The young Carmelite viewed her suffering as a way of being conformed to Jesus, as a way of sharing in the redemptive suffering of her divine Bridegroom for the good of the Church. As such, Elizabeth even came to view this suffering as a gift, She explains to her mother in a letter written from her sickbed:  ” ‘I rejoice,’ said St. Paul, ‘to make up in my flesh what is lacking in the passion of Jesus Christ for the sake of His body the Church.’ Oh! How your mother’s heart should leap for divine joy in thinking that the Master has deigned to choose your daughter, the fruit of your womb, to associate her with His great work of redemption, and that He suffers in her, as it were, as an extension of His passion. The bride belongs to the Bridegroom, and mine has taken me. He wants me to be another humanity for Him in which He can still suffer for the glory of His Father, to help the needs of His Church. This thought has done me so much good.” (Note:  Her mother died in 1914 at the age of 66; her sister, Marguerite, died in 1954 at the age of 70). 
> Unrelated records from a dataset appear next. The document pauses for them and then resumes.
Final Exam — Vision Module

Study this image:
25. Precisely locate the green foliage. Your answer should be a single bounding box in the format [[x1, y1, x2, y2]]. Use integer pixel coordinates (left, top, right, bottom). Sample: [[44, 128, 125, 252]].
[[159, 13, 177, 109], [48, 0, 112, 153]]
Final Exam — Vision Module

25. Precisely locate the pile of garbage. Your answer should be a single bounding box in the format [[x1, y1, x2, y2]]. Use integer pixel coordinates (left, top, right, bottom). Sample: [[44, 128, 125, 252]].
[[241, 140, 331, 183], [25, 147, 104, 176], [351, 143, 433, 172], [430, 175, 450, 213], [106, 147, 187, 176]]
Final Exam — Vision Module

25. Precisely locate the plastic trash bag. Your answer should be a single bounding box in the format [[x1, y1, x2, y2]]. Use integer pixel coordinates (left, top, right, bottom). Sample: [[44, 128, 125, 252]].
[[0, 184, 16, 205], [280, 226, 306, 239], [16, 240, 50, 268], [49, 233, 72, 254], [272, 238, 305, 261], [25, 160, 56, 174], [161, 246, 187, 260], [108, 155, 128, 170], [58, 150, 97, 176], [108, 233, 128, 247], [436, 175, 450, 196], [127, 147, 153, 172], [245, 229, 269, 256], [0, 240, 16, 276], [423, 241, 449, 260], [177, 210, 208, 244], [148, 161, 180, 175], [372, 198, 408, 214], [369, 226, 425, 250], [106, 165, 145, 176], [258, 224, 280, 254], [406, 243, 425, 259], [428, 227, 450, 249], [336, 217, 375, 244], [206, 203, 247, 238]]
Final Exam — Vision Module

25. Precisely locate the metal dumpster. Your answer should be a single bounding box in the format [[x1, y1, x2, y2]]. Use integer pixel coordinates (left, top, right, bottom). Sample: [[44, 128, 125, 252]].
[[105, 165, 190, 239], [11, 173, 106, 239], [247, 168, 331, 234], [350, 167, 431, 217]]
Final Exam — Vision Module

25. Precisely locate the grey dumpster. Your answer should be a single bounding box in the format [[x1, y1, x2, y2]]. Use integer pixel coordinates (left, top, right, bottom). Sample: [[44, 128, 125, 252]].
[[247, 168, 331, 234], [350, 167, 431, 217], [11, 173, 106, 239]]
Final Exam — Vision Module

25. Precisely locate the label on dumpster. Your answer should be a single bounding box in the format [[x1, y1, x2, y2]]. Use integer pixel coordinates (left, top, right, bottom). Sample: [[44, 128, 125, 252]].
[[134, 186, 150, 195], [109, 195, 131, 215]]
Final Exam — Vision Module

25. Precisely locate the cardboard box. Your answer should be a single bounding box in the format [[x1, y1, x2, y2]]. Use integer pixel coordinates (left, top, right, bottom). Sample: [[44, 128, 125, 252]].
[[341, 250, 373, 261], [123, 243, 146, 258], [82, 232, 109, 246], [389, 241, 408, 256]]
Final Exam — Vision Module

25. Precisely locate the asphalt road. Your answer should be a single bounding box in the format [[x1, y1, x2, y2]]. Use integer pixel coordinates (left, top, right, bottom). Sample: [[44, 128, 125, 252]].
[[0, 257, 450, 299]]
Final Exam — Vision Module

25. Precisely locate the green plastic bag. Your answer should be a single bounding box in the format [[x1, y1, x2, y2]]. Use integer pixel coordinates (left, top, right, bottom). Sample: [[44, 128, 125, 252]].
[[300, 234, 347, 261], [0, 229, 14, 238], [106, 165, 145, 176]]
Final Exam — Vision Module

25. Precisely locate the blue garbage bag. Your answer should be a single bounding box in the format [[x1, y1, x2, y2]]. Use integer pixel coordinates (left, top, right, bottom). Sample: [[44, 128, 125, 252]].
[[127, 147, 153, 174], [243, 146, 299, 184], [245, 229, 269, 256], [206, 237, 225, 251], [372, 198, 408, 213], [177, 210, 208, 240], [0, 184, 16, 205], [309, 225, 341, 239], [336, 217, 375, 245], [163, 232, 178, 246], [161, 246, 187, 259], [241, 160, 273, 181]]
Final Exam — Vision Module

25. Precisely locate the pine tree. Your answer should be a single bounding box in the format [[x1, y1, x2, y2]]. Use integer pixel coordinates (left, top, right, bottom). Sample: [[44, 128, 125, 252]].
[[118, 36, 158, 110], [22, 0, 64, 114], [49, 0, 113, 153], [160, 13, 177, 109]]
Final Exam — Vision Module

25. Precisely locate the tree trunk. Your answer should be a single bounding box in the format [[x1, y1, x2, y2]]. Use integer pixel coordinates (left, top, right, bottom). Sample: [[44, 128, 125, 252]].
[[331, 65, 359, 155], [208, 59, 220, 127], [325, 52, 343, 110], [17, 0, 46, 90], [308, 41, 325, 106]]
Elizabeth’s last audible words before her death were, “I am going to Light, to Love, to Life.” She died on November 9, 1906, at the age of 26, after having lived in Carmel for only five years. When asked if she would spend her heaven doing good on earth like “Little Therese,” Elizabeth responded that she would not, but that she would shoot “like a rocket” deeper and deeper into the abyss of the Trinity. Nevertheless, she did intuit that she would exercise a particular mission within the Church from her place in heaven. From her sick bed, Elizabeth wrote to a fellow Carmelite, “I think that in Heaven my mission will be to draw souls by helping them go out of themselves in order to cling to God by a wholly simple and loving movement, and to keep them in this great silence within which will allow God to communicate Himself to them and transform them into Himself.”   

In Dijon the beatification process started in 1931 under Pope Pius XI and lasted until 1941. Her writings were all gathered and, after careful investigation, were incorporated into the cause and approved as being valid. The official introduction of the cause–under Pope John XXIII–was on October 25, 1961, and bestowed the title of Servant of God on the late nun.  After an extensive investigation that spanned over a decade, she was made Venerable on July 12, 1982, by Pope John Paul II. She was beatified by him on November 25, 1984, during an apostolic visit to Paris. In his homily at the beatification, the Pope presented Elizabeth of the Trinity to the Church as one “who led a life ‘hidden with Christ in God’ (Col 3,3),” and as “a brilliant witness to the joy of being ‘rooted and grounded in love’ (Eph 3,17).”  

We can turn to Elizabeth of the Trinity today as a witness to the impact that the presence of the loving God within the soul can have in a human life. She proclaims to us the great dignity of the Christian Vocation: the call to be conformed to Christ–crucified, risen, and present in the Eucharist–to become “temples of the Spirit,” all to the praise of the Father’s glory. She reminds us that the Trinity is “our home,” that God has created us in order to be united to Christ, to live as His adopted sons and daughters, dwelling in His love and remaining there always in this life and in the next.   

She has since been given such titles as “the prophet of the presence of God,” “the saint of the divine indwelling,” or “the saint of one idea,” because of her strong experience of the indwelling of God in her soul. Even the Catechism of the Catholic Church cites her prayer to the Trinity in order to illustrate the truth that “…even now we are called to be a dwelling for the Most Holy Trinity.”   “If a man loves me,” says the Lord, ‘he will keep my word, and my Father will love him, and we will come to him, and make our home with him.’ (Jn 14,23).”   

On March 3, 2016, a second miracle of healing, attributed to her intercession, was approved. The canonization took place in Rome on October 16, 2016.  Her feast is on November 8.